The first securitization transactions in Israel took place a few years ago, mostly in the mortgage sector. The first part of this paper will focus on the securitization of mortgages and will also explain the problems characteristic of such transactions. The second part of this paper describes the standard structure of securitization transactions in Israel, analyzes them from a legal perspective, and addresses additional questions, such as registration and notice to borrowers. The third part of this paper deals with an issue of great practical significance: the need to register the SPV as a mortgagee in order to perfect the mortgage.
Securitization is seen in Israel in two other areas. First, automobile leasing companies and local governments have recently started securitizing their accounts receivables. Leasing companies lease various assets, mainly cars, in consideration of monthly payments by the lessees, for an average period of three to five years. Several leasing companies started to securitize this indebtedness. This securitization takes place through an SPV. The SPV creates a buffer between the leasing company and the investors. The competition in the leasing industry in Israel is fierce, and a leasing company might face financing problems if it is unable to lease all of its fleet. These problems do not affect the SPV, which is not exposed to the company’s general business operations; the SPV only acquires the rights that the leasing company has against existing customers. At the end of 2004, a small leasing company collapsed after the controlling shareholder embezzled the money he had received from lessees, which the leasing company was supposed to hold in trust for the SPV. This affair exposed the need for appropriate monitoring and slowed down the securitization process in the leasing industry. The investors, however, did not suffer any materially adverse effect and continued to receive the leasing fees paid by lessees thereafter.
The second sector in which securitization transactions have become popular in Israel is local government. The local government initiates development programs and then requires financing that exceeds the income it generates from both taxes and the contribution of the central government. Until recently, the exclusive source of financing used in these cases was loans from commercial banks. A few years ago, many local governments encountered financial difficulties, causing the banks to increase their interest rates.
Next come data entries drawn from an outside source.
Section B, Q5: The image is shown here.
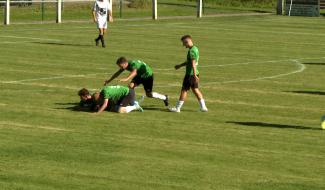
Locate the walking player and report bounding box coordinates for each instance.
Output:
[169,35,208,112]
[92,0,113,48]
[104,57,169,106]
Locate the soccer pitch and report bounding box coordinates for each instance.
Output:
[1,15,325,189]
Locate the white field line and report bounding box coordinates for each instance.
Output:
[0,35,61,42]
[0,57,319,89]
[0,121,73,132]
[1,72,107,84]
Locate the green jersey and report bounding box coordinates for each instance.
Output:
[126,60,153,79]
[186,46,199,76]
[100,85,129,103]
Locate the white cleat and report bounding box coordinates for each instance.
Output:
[169,107,180,113]
[134,101,144,112]
[200,107,208,112]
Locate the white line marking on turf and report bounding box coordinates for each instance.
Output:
[155,59,306,87]
[0,35,61,42]
[0,121,72,132]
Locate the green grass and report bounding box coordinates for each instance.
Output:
[1,15,325,190]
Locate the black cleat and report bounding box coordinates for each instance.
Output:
[163,95,169,106]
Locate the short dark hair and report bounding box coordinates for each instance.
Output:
[116,57,128,65]
[181,35,192,41]
[78,88,90,96]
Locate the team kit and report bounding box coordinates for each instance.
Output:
[81,0,208,114]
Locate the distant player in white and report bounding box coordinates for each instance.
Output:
[92,0,113,48]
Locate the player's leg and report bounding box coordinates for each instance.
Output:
[169,76,190,112]
[118,89,143,113]
[143,75,169,106]
[95,28,101,46]
[191,87,208,112]
[190,75,208,112]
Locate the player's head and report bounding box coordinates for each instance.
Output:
[78,88,91,101]
[116,57,129,69]
[181,35,193,48]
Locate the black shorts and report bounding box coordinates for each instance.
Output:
[182,75,199,91]
[131,75,153,94]
[118,88,135,107]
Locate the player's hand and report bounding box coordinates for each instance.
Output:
[194,75,199,82]
[109,16,113,23]
[119,78,128,82]
[175,65,181,70]
[104,80,109,85]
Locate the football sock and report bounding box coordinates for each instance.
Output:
[100,35,105,46]
[176,100,184,110]
[199,99,207,109]
[125,106,137,113]
[95,35,101,41]
[152,92,167,100]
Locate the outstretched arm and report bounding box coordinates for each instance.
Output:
[104,69,124,85]
[96,99,109,114]
[175,62,187,70]
[119,69,137,82]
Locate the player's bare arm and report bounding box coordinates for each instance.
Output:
[96,99,109,114]
[120,69,137,82]
[104,69,124,85]
[92,11,97,23]
[108,10,113,22]
[175,62,187,70]
[192,59,199,81]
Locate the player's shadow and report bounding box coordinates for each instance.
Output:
[285,91,325,96]
[303,62,325,66]
[227,121,321,130]
[32,41,92,47]
[54,102,92,112]
[142,105,170,112]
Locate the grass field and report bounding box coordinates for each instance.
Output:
[1,14,325,190]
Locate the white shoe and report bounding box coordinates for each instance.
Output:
[169,107,180,113]
[134,101,144,112]
[200,107,208,112]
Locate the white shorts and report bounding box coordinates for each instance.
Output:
[97,17,108,29]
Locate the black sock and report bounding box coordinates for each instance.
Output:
[100,35,105,46]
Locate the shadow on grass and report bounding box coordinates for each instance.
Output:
[32,41,93,47]
[54,102,93,112]
[303,62,325,66]
[227,121,321,130]
[285,91,325,96]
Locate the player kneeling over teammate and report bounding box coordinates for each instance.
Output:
[78,86,143,114]
[104,57,169,106]
[169,35,208,113]
[92,0,113,48]
[94,85,143,114]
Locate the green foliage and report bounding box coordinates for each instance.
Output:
[128,0,151,9]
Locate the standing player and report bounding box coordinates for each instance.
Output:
[104,57,169,106]
[92,0,113,48]
[169,35,208,113]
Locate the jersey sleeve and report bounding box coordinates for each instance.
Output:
[190,48,199,61]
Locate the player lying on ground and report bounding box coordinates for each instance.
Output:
[92,85,143,114]
[92,0,113,48]
[78,88,98,111]
[169,35,208,113]
[104,57,169,106]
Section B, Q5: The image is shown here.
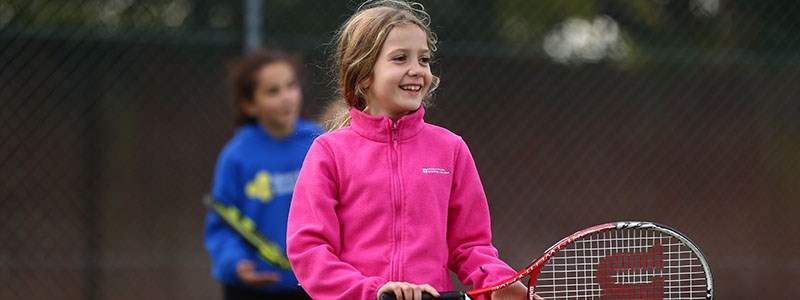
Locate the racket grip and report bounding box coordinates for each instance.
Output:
[379,291,466,300]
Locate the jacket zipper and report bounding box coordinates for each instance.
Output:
[390,122,401,280]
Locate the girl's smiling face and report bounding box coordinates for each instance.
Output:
[363,24,432,121]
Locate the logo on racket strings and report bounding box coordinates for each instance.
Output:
[597,243,664,299]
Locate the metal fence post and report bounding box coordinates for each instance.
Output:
[244,0,263,53]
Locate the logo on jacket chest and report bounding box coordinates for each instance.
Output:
[421,167,450,175]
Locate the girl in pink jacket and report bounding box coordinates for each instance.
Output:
[287,1,528,299]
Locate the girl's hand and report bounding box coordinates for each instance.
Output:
[377,281,439,300]
[236,260,281,287]
[491,281,542,300]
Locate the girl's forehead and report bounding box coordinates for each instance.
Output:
[257,61,294,76]
[255,62,295,84]
[383,24,430,50]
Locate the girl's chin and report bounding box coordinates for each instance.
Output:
[398,99,423,110]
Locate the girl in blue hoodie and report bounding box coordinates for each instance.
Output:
[204,49,323,300]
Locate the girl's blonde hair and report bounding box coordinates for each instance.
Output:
[327,0,440,131]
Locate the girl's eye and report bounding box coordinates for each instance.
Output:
[420,57,431,64]
[393,55,406,62]
[265,86,280,96]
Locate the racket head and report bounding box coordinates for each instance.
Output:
[528,221,713,300]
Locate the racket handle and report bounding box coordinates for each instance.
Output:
[379,291,467,300]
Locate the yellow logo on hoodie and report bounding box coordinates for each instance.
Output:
[245,171,272,202]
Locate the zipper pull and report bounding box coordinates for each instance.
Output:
[390,123,399,145]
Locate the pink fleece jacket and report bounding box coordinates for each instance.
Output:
[287,107,516,300]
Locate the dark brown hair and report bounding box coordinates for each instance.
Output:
[228,49,296,127]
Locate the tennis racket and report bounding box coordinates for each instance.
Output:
[381,221,713,300]
[203,195,293,270]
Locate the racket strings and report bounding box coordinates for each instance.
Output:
[532,228,709,300]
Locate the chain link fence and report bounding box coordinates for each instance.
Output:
[2,0,799,299]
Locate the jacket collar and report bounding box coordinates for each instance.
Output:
[349,107,426,142]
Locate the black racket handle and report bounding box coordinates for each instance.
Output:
[379,291,467,300]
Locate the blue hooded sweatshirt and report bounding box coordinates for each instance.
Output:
[204,119,322,293]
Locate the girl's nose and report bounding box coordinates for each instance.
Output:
[408,64,423,77]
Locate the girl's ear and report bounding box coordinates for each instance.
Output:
[240,99,256,117]
[360,77,371,90]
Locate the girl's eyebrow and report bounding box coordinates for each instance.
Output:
[386,47,431,55]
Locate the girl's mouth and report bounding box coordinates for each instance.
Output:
[400,84,421,91]
[400,84,422,95]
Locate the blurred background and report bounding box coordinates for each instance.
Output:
[1,0,799,299]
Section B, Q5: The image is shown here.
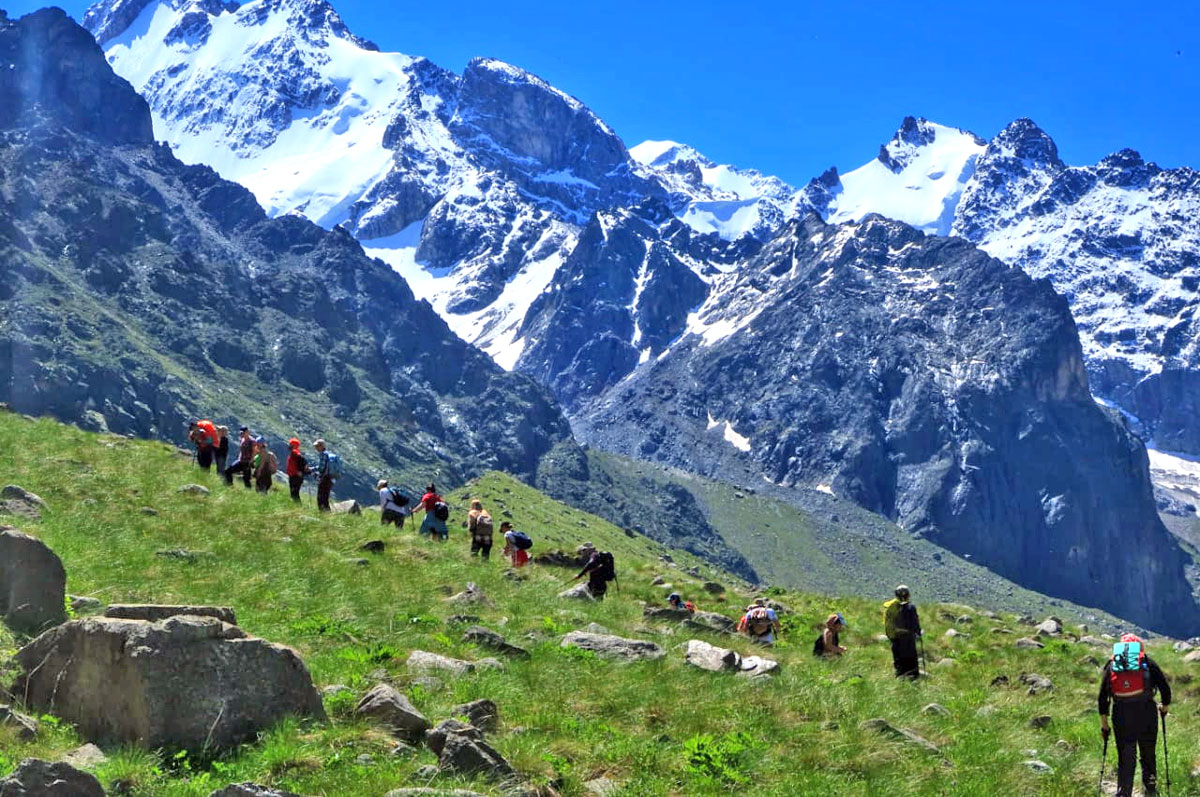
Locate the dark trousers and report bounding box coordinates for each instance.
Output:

Consequently, the local governments started to raise money on the capital market. A strong local government can issue municipal bonds without collateral. Several local governments have recently securitized their income from the municipal tax revenue expected over the next few years, or on the future income from real estate, such as parking lots. Once local governments discovered this alternative method of financing, the banks reduced their interest rates almost immediately.1
As noted, securitization only started in Israel a few years ago. The relevant legislation is scarce, and most problems that emerge in this field must therefore be resolved through the general body of law. The most important law in this context is the 1969 Transfer of Obligations Law. There is still no case law addressing securitization, except for one case relating to the securitization of rights against lessees of automobiles.2 The securitization transactions that took place in Israel in the last few years were not as complex as those implemented in other countries. The Tel Aviv Stock Exchange has yet to issue debentures or shares of SPVs. When SPVs were being created, the players did not raise money from the general public through the stock exchange, but rather from institutional investors through private channels. It seems, however, that the first public issuance in the mortgage sector is forthcoming.